Il sort de derrière lui une grosse malle en bois, noircie par l’usure.

Il ouvre, et une panoplie de fioles et autres outils inconnus s’offre à mes yeux.

Il prend une des fioles, prononce quelques phrases étranges, et lance le contenu en l’air.

D’abord à l’état liquide, il se divise en milliers de gouttelettes, qui elles-mêmes semblent cuire en suspension avant de se séparer en d’autres milliers de particules solides.

Je me retrouve avec les autres, étendu sur le dos, à contempler cette valse peu ordinaire. Le Professeur prend ensuite un flacon et deux autres plats, puis répète la même opération. Le spectacle s’illumine soudain de millions de couleurs. L’ensemble se met à former un tourbillon qui s’accélère et grandit de plus en plus.

Nous rigolons comme des gosses devant la beauté d’un tour de magie extraordinaire.
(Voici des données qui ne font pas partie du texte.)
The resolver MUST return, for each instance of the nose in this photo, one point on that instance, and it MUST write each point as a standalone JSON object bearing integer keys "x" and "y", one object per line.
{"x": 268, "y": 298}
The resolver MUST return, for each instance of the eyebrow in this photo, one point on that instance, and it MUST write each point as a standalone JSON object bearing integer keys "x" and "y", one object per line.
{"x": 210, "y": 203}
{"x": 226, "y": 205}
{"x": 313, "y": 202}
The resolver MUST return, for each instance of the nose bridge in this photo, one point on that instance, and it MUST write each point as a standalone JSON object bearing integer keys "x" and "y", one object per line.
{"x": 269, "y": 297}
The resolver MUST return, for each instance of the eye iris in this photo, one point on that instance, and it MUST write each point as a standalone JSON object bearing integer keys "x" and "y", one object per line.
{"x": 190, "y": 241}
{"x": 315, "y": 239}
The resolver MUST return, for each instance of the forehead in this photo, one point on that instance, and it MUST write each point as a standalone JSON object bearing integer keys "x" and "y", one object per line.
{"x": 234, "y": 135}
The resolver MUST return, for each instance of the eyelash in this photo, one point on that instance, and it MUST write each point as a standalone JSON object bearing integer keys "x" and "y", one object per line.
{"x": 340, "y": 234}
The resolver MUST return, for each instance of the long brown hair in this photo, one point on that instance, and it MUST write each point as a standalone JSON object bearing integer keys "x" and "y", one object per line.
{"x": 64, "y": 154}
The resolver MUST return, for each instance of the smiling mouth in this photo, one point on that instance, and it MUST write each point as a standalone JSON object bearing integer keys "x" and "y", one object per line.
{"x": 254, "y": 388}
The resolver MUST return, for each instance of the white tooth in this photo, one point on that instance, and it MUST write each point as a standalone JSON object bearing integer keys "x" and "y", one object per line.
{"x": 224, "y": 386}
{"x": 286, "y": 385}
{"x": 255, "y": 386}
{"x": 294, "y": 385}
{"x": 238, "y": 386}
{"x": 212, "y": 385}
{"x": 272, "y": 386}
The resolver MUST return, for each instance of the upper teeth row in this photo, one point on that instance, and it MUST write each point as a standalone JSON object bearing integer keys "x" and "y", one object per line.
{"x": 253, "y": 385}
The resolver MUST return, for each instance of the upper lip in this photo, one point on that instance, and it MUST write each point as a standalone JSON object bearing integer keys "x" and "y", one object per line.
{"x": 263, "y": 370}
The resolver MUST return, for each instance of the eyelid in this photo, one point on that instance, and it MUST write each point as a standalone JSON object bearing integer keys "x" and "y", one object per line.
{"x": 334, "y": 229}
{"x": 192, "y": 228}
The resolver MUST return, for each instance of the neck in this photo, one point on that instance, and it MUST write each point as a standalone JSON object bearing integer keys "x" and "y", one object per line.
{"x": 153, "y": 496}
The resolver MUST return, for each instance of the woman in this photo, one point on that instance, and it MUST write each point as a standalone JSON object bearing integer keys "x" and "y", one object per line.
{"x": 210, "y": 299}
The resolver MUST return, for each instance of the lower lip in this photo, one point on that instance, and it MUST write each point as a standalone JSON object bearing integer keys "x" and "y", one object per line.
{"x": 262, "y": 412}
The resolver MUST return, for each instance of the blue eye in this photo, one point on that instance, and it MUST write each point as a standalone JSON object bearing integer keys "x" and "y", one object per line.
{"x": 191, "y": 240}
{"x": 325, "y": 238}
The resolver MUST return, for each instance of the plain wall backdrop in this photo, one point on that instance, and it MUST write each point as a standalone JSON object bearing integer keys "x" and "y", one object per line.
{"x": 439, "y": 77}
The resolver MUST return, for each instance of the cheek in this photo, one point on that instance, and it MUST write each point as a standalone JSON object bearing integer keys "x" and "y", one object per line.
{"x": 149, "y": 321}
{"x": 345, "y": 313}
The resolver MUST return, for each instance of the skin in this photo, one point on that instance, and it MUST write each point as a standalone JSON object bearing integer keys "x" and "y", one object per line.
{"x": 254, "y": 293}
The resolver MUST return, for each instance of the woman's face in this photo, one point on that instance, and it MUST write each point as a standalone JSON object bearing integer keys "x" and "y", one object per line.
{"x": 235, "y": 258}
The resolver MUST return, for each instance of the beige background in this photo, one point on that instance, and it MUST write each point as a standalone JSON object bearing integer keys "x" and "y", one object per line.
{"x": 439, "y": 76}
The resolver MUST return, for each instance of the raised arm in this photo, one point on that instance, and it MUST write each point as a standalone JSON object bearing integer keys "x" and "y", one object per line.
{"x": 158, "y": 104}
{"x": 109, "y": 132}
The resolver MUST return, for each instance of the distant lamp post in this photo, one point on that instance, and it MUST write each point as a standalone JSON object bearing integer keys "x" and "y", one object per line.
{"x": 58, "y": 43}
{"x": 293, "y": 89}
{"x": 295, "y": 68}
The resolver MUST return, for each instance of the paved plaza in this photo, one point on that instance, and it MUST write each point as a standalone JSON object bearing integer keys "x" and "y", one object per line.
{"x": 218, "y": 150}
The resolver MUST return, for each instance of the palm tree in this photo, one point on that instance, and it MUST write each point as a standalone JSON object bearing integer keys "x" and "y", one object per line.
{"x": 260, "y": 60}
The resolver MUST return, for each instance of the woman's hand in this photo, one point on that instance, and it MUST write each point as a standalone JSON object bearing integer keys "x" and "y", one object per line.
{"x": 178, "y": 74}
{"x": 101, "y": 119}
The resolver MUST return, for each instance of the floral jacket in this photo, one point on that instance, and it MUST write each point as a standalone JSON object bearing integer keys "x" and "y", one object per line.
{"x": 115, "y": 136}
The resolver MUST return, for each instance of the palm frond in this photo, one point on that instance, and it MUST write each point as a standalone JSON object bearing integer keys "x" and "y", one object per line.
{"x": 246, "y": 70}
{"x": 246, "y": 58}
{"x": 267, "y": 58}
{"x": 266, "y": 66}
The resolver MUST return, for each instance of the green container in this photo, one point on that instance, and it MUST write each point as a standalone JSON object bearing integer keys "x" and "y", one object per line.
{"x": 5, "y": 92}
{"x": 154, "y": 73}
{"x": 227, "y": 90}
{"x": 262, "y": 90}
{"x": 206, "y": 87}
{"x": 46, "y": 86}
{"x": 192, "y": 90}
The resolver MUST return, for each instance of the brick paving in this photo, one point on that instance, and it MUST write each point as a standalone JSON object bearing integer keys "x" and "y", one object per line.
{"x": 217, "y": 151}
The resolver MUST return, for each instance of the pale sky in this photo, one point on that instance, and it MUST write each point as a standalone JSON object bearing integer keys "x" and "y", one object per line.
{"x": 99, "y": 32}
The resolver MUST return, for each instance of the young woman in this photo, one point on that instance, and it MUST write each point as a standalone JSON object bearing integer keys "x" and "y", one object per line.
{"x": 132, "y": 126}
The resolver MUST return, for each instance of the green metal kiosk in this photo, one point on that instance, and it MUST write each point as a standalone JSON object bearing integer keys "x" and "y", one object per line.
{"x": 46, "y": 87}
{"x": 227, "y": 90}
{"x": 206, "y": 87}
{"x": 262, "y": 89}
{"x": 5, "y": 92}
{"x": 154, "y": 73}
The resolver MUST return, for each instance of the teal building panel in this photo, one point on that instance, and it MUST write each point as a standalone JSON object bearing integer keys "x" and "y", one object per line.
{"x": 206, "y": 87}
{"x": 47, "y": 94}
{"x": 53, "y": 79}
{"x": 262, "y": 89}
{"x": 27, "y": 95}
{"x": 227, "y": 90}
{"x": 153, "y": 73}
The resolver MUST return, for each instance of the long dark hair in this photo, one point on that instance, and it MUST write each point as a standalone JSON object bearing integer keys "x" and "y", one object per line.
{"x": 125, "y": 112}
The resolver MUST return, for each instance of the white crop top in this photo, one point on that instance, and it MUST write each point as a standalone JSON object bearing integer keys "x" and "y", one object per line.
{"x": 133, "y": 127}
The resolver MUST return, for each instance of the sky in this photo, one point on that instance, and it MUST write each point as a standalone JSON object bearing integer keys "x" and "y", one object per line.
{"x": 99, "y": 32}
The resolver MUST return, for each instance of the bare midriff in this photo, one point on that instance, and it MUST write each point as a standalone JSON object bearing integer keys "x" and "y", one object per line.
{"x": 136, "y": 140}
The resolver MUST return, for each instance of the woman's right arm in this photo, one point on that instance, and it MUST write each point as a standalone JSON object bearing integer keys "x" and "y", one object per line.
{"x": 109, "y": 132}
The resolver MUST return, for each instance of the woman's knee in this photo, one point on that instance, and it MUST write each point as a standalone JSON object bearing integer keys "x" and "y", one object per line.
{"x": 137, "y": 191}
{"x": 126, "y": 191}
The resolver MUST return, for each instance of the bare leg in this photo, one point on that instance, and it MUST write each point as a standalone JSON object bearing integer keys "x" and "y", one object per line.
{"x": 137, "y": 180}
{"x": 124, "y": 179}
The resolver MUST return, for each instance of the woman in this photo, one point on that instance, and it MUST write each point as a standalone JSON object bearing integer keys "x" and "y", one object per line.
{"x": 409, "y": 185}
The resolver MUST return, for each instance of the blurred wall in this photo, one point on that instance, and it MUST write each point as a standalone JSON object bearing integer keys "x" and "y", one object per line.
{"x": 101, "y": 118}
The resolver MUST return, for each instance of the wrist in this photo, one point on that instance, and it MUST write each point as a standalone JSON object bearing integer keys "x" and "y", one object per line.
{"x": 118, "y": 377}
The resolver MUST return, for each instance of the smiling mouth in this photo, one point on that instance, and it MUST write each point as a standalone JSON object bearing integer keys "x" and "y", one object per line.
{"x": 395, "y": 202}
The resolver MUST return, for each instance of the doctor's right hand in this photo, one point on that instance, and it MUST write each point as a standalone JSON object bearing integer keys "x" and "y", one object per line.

L’événement prend plus d’ampleur encore, s’étend hors de l’Hôtel, et fait disparaître la ville entière sur son passage. Stupéfaits, je hisse ma tête par la fenêtre pour constater l’ampleur.

Tout a disparu !

Seul le dixième est resté intact, en suspension, à son emplacement d’origine.

J’ai un peu peur.

Ca n’a pas de sens.

Le rire des autres interrompt mes pensées. Je m’allonge avec eux. Seul la fille en rose paraît distante, réfugiée dans un des coins de la pièce. Soudain, l’un des types, jeune, tente de créer son effet en attirant notre attention. Il manque son coup et bascule dans le vide pour s’écraser dix étages plus bas. Les autres rient de plus belle. Devant le contraste insensé de la scène je les suis dans un éclat de rire interminable.